'You realize, of course, there are no easy answers.'
Bring humor to your scholarly superstar’s wardrobe. Our t-shirts celebrate academic achievers with clever, funny designs that inspire both laughter and pride in their intellect.
'You realize, of course, there are no easy answers.'
'The problem is you're a perfectionist. You don't always have to be totally evil. Sometimes it's OK to just be annoying.'
"No, Bobby, I won't put you on my do not call list."
Father Sinead takes confession.... "You did F%!&>$G what, you C%*T!"
'Because I CAN'T follow my dreams, dummy!'
The Big Four debate banking ethics
Kisses--Sniff Your A-hole.
"Isn't this just a repeat of his 1332 Christmas special."
"So the year '2020' can also be written. . ."
School janitor empties numbers out of math room waste basket.
'You could always say the dog ate your lesson plan.'
"I keep forgetting. When do I cluck and when do I double-cluck?"
'They've been hitting the blocking sled three times as hard since I put up that bust of that nut-job business teacher, Mrs. Sisk.'
"Gwen, call the employment agency back, please, we just created our first 3-D employee!"
I brought two #1 pencils.
'Time's up, chuckles.'
I tried to take eighteen credits.
'You didn't chew, did you ?!'
Art Is A Snap When You Know How To Spell
"She came in for her son's report card, but I gave her an A-honor roll student's report card by accident."
Man buying 'Caviar Wiz'
"I've found it the easiest way to administer nose drops!"
"And to think I used to worry about her showing up on our doorstep with a little bundle of joy..."
"No. I blew the interview when I sniffed the interviewer's behind."
"My wife took up walkin' a mile a day five years ago. Haven't seen her since!" "Lucky son of a..."
"Ugh - I always get so ervous when my work goes through pee'er review."
"Good news! I'm upgrading your condition from medical journal article to letter to the editor."
'Forget the golf. I just got a nibble!'
"Blimey, who'd have thought that at this level of play a contestant would stoop to an illegal false belly."
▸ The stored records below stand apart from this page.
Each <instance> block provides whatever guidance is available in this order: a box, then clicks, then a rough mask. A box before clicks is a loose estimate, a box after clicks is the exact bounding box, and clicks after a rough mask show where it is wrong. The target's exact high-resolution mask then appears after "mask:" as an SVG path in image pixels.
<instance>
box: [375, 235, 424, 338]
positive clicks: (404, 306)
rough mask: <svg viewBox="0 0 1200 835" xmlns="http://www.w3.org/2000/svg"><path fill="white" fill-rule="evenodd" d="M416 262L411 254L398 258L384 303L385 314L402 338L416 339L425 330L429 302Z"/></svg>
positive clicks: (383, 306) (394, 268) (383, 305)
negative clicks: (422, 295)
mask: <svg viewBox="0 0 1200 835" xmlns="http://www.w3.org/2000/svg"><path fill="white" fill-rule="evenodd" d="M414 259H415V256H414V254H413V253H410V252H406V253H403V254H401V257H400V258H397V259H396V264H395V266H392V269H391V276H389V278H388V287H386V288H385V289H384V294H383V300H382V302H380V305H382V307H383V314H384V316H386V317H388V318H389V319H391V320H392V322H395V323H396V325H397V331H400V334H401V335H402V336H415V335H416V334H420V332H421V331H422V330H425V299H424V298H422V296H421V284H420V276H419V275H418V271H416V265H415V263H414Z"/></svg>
Hello, you have reached the Johnsons. All of our family members are currently busy sharing the events of their day. Please continue to hold, and the next available 4-year-old will be with you shortly. Machines Programmed for Telemarketers.
'I call my car 'Bonnie Tyler'. . . Nah - it keeps making funny rasping noises and is getting on a bit.'
Explore our collection of mugs designed for academic achievers who love to chuckle—ideal for inspiring mornings and humorous study breaks.
Discover our playful pillows crafted for clever minds—add a dash of fun and comfort to their favorite space.
Browse our humorous and inspiring prints—perfect for decorating the quarters of an academic achiever with a bright, funny touch.